Roadmap to the Future

Jeff Brown
|
Mar 20, 2025
|
The Bleeding Edge
|
5 min read


The annual NVIDIA GPU Technical Conference, now known as GTC, has become the most important technology event of the year.

Yes, there is always going to be a bunch of marketing fluff like what we examined in yesterday’s Bleeding Edge – The “Killer App” for the Automotive Industry, but there is always substance. It’s as foundational as a roadmap for the future.
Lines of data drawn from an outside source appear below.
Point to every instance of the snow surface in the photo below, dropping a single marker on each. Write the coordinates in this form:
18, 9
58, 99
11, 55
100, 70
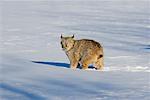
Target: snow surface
34, 67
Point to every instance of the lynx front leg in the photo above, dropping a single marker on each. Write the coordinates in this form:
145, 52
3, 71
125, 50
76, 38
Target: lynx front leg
73, 64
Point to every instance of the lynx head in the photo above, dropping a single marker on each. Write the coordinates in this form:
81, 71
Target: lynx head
67, 42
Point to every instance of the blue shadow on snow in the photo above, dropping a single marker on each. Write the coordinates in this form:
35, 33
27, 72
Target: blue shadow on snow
58, 64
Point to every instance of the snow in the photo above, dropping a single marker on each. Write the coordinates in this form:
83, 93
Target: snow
34, 67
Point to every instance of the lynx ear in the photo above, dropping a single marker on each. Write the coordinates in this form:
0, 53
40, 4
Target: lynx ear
61, 36
73, 36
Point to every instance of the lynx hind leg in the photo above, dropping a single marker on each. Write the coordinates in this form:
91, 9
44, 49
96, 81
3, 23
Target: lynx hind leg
74, 64
99, 64
85, 62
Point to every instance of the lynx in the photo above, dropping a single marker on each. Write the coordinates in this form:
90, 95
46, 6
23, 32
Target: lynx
83, 52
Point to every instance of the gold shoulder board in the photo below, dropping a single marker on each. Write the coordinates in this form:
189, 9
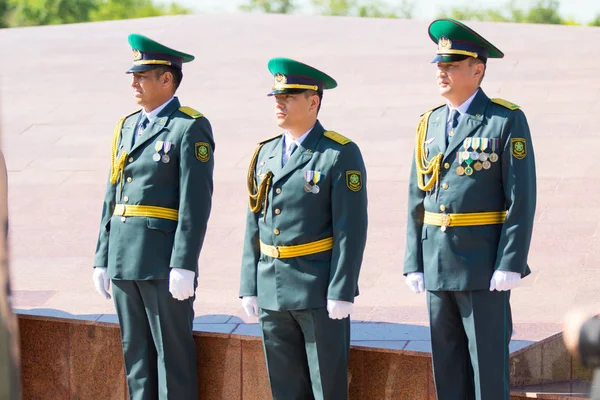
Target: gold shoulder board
336, 137
433, 109
269, 139
129, 115
507, 104
191, 112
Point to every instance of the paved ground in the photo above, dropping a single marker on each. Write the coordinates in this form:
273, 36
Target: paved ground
63, 89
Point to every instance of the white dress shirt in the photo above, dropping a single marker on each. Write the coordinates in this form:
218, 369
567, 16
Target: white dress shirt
288, 141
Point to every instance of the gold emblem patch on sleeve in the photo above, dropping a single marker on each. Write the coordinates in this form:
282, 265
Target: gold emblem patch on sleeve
519, 148
202, 150
354, 180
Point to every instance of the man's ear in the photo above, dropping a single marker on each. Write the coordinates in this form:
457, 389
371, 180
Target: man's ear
166, 79
479, 70
314, 103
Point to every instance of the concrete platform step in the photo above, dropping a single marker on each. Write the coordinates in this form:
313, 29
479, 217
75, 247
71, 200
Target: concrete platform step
575, 390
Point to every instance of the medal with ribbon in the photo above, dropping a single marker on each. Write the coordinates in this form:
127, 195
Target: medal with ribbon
157, 148
494, 156
166, 148
460, 170
475, 155
308, 176
316, 178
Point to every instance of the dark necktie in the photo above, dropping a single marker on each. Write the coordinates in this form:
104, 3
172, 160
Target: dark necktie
143, 125
455, 114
What’s happening in the world of computing and artificial intelligence (AI) is a picture-perfect manifestation of exponential growth. It’s happening so fast that it’s difficult to grok the implications.

100X Compute Demand

NVIDIA CEO Jensen Huang made the point this week at the GTC conference in his keynote. Data center capital expenditure (Capex) forecasts for the future have increased. Regardless of efficiency improvements, almost all previous forecasts have been too conservative.
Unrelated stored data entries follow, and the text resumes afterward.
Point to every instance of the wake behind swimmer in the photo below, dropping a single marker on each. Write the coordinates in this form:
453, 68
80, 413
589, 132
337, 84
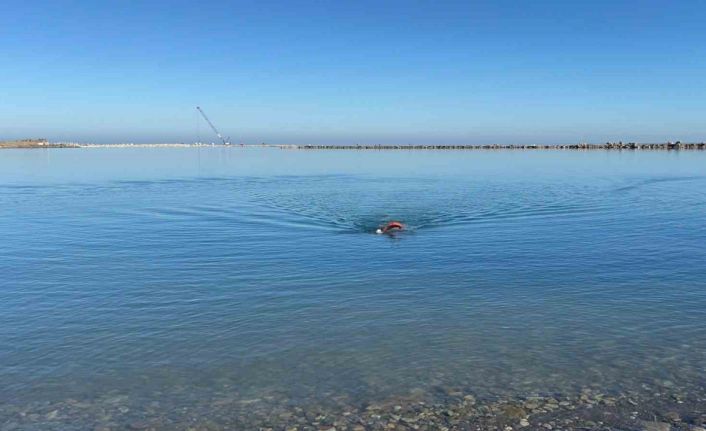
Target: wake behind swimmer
390, 227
By 2029, total data center capital expenditures will exceed $1 trillion a year.

Source: NVIDIA

Spend was around $250 billion in 2023. That’s a 4X increase in spend in six years from already elevated levels of investment.
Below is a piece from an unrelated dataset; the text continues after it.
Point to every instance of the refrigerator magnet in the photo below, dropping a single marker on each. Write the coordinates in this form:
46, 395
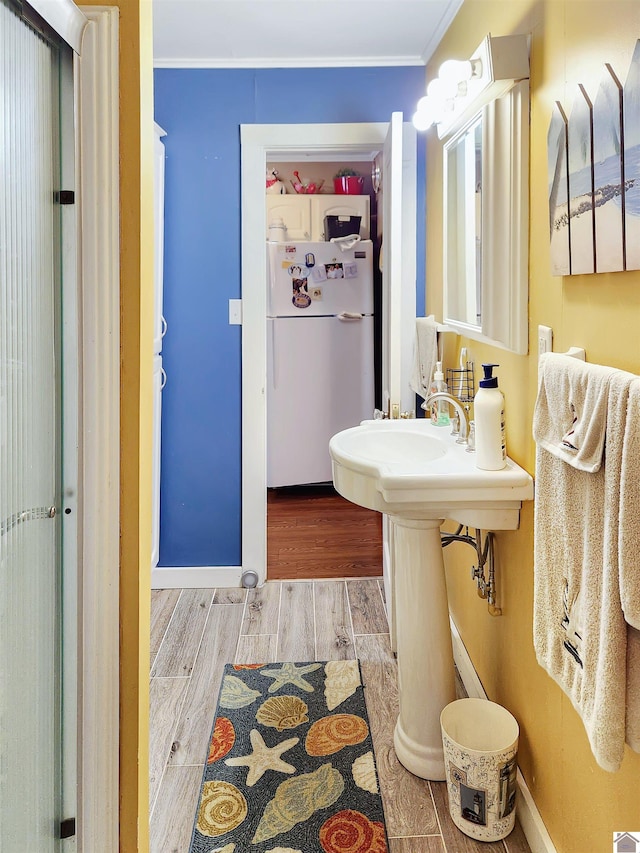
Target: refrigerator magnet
300, 298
But the far easier bullet point to understand is encapsulated in a great quote from Huang:

The amount of computation needed is easily 100 times more than we thought we needed at this time last year.

It’s a remarkable point. Not only because it’s true, but because an industry insider like Huang with access to incredible resources, grossly underestimated how much demand there was going to be from the industry.

Please, don’t let anyone fool you. Don’t listen to the AI doomers, de-growthers, or decels. It doesn’t matter if there are tariffs, taxes, or fair trade agreements. War or peace. Massive fraud and corruption in the U.S. government. Government efforts to eradicate it.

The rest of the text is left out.